I’m going to read a short extract from my booklet Our Debt to Israel which brings this out:

“Few Gentile Christians are aware of the deeply ingrained, but seldom stated, attitude of the Jews toward them. The Jews have suffered persecution in many different forms from many different peoples, but—in their view of history—their cruellest and most consistent persecutors have been the Christians. Before we reject this view as untrue or unfair, let us glance briefly at the kind of historical facts upon which it is based. In the Middle Ages the Crusaders, on their way through Europe to ‘liberate’ the Holy Land massacred entire Jewish communities—men, women and children—numbering many hundreds.

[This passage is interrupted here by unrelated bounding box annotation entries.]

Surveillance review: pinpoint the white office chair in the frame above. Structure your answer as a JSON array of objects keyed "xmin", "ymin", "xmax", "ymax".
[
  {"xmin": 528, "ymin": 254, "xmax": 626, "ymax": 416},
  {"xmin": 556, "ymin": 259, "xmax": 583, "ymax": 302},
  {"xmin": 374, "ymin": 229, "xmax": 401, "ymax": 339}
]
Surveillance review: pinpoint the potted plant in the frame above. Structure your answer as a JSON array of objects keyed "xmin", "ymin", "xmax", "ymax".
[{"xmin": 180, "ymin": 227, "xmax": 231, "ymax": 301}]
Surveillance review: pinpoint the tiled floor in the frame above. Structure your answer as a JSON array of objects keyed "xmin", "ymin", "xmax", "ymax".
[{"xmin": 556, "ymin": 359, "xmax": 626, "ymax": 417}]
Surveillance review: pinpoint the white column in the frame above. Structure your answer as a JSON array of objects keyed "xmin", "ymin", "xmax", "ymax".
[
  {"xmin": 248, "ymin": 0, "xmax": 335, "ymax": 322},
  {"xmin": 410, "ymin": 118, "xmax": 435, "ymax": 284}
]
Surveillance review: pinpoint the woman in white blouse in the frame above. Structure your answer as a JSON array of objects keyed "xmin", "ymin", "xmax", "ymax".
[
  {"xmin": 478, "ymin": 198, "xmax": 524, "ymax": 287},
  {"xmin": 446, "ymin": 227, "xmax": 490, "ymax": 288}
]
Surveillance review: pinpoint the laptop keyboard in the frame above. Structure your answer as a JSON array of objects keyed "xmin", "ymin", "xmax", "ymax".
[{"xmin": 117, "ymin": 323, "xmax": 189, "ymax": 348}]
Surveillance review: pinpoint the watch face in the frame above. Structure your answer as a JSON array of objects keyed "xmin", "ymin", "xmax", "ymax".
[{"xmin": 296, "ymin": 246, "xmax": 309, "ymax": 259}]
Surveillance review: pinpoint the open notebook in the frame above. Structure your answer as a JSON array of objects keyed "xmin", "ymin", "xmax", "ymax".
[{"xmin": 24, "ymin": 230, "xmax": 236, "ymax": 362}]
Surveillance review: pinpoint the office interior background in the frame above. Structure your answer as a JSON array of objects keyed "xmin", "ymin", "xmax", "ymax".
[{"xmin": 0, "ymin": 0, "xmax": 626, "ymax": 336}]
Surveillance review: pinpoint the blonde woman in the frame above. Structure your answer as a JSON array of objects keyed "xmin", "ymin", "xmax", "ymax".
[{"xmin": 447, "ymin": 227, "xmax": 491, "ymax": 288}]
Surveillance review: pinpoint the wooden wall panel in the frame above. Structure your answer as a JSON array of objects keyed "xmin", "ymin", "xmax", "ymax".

Later, when they did succeed in capturing Jerusalem, they shed more blood and displayed more cruelty than any of Jerusalem’s many conquerors before them—except perhaps the Romans under Titus. All this they did in the name of Christ and with the cross as their sacred emblem. (For this reason I personally am never happy to see any genuine presentation of the Gospel described by the words ‘crusade.’) Later still, in the ghettos of Europe and Russia, it was Christian priests carrying crucifixes who led the mobs against the Jewish communities—pillaging and burning their homes and their synagogues, raping their women and murdering those who sought to defend themselves. Their justification for this was that it was the Jews who had ‘murdered Christ.’ Again, within living memory, the Nazis—in their systematic extermination of 6 million Jews in Europe—used as their instruments men who were professing Christians—mainly Lutherans or Catholics. Furthermore, no major Christian group, in Europe or elsewhere, raised their voices to protect or condemn the Nazi policy against the Jews. In the eyes of the Jews, multitudes of Christians stand condemned merely by their silence. To undo the affect upon the Jewish people of these experiences—and countless others like them—will take more than tracts or sermons. It will require acts—both individual and collective—that are manifestly as kind and merciful as the previous acts were unjust and cruel.”

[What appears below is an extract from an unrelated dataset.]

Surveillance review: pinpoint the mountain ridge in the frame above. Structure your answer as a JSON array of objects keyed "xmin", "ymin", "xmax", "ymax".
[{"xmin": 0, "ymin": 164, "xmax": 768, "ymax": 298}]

That’s a quotation from my booklet Our Debt to Israel. Now let’s ask ourselves simply and practically—what can we do to repay our debt to the Jewish people? I want to read again from my booklet Our Debt to Israel.

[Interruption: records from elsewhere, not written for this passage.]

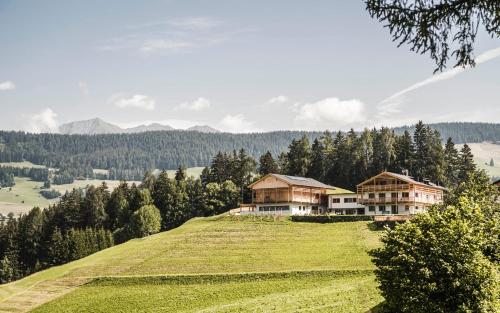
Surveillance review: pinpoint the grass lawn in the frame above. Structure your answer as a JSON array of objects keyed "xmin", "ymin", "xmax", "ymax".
[
  {"xmin": 0, "ymin": 177, "xmax": 50, "ymax": 215},
  {"xmin": 0, "ymin": 216, "xmax": 381, "ymax": 312},
  {"xmin": 33, "ymin": 274, "xmax": 382, "ymax": 313}
]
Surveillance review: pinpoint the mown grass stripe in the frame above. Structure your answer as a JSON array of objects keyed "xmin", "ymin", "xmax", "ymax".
[{"xmin": 86, "ymin": 270, "xmax": 373, "ymax": 286}]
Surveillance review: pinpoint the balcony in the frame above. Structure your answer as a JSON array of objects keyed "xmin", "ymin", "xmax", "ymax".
[
  {"xmin": 358, "ymin": 197, "xmax": 415, "ymax": 204},
  {"xmin": 358, "ymin": 184, "xmax": 410, "ymax": 192}
]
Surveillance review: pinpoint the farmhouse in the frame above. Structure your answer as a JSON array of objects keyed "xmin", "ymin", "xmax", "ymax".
[
  {"xmin": 326, "ymin": 187, "xmax": 365, "ymax": 215},
  {"xmin": 357, "ymin": 172, "xmax": 445, "ymax": 215},
  {"xmin": 249, "ymin": 174, "xmax": 335, "ymax": 215},
  {"xmin": 243, "ymin": 172, "xmax": 445, "ymax": 215}
]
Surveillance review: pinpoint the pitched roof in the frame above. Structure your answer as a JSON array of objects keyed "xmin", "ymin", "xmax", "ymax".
[
  {"xmin": 326, "ymin": 187, "xmax": 355, "ymax": 195},
  {"xmin": 249, "ymin": 173, "xmax": 336, "ymax": 189},
  {"xmin": 357, "ymin": 172, "xmax": 446, "ymax": 190}
]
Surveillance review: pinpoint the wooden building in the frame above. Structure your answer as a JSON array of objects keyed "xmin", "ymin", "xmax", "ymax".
[
  {"xmin": 249, "ymin": 174, "xmax": 335, "ymax": 215},
  {"xmin": 357, "ymin": 172, "xmax": 445, "ymax": 215}
]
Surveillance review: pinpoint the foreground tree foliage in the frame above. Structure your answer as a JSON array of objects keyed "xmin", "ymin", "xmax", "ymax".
[
  {"xmin": 366, "ymin": 0, "xmax": 500, "ymax": 71},
  {"xmin": 371, "ymin": 169, "xmax": 500, "ymax": 312}
]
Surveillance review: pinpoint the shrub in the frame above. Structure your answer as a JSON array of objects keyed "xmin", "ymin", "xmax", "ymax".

“First, we can express and cultivate an attitude of sincere love for Jewish people. Most standard forms of ‘witnessing’ practiced by Christians do not reach the heart of the Jewish people at all. In fact, they frequently anger them and alienate them. But it is amazing how the apparently hard exterior of a Jew will melt when confronted by warm unfeigned love. In nineteen centuries of dispersion among the other nations there is one thing that the Jews have seldom encountered—and that is love! Secondly, in Romans 11:11 Paul says that ‘salvation is come unto the Gentiles, for to provoke them [Israel] to jealousy.’ This is another significant way in which we can repay our debt to the Jews—by enjoying and demonstrating the abundance of God’s blessings n Christ in such a way that the Jews may be made jealous and desire what they see us enjoying. Thirdly, the Bible exhorts us to seek the good of Israel by our prayers: ‘Pray for the peace of Jerusalem: they shall prosper that love thee.’ Fourthly, we can seek to repay our debt to Israel by practical acts of kindness and mercy. In Romans 12:6–8 Paul lists seven different gifts which Christians should cultivate and exercise. The last one he mentions is that of ‘showing mercy.’ I believe it is appropriate that we Christians exercise this gift not merely toward individual Jews, but toward Israel as a nation. Thus we would in some measure expiate the countless acts of injustice, cruelty and barbarity which have over the centuries been inflicted upon the Jews—often in the name of Christianity.”

Well, our time is up for today. I’ll be back with you again tomorrow at this time. Tomorrow I’ll be speaking about our obligation to all nations.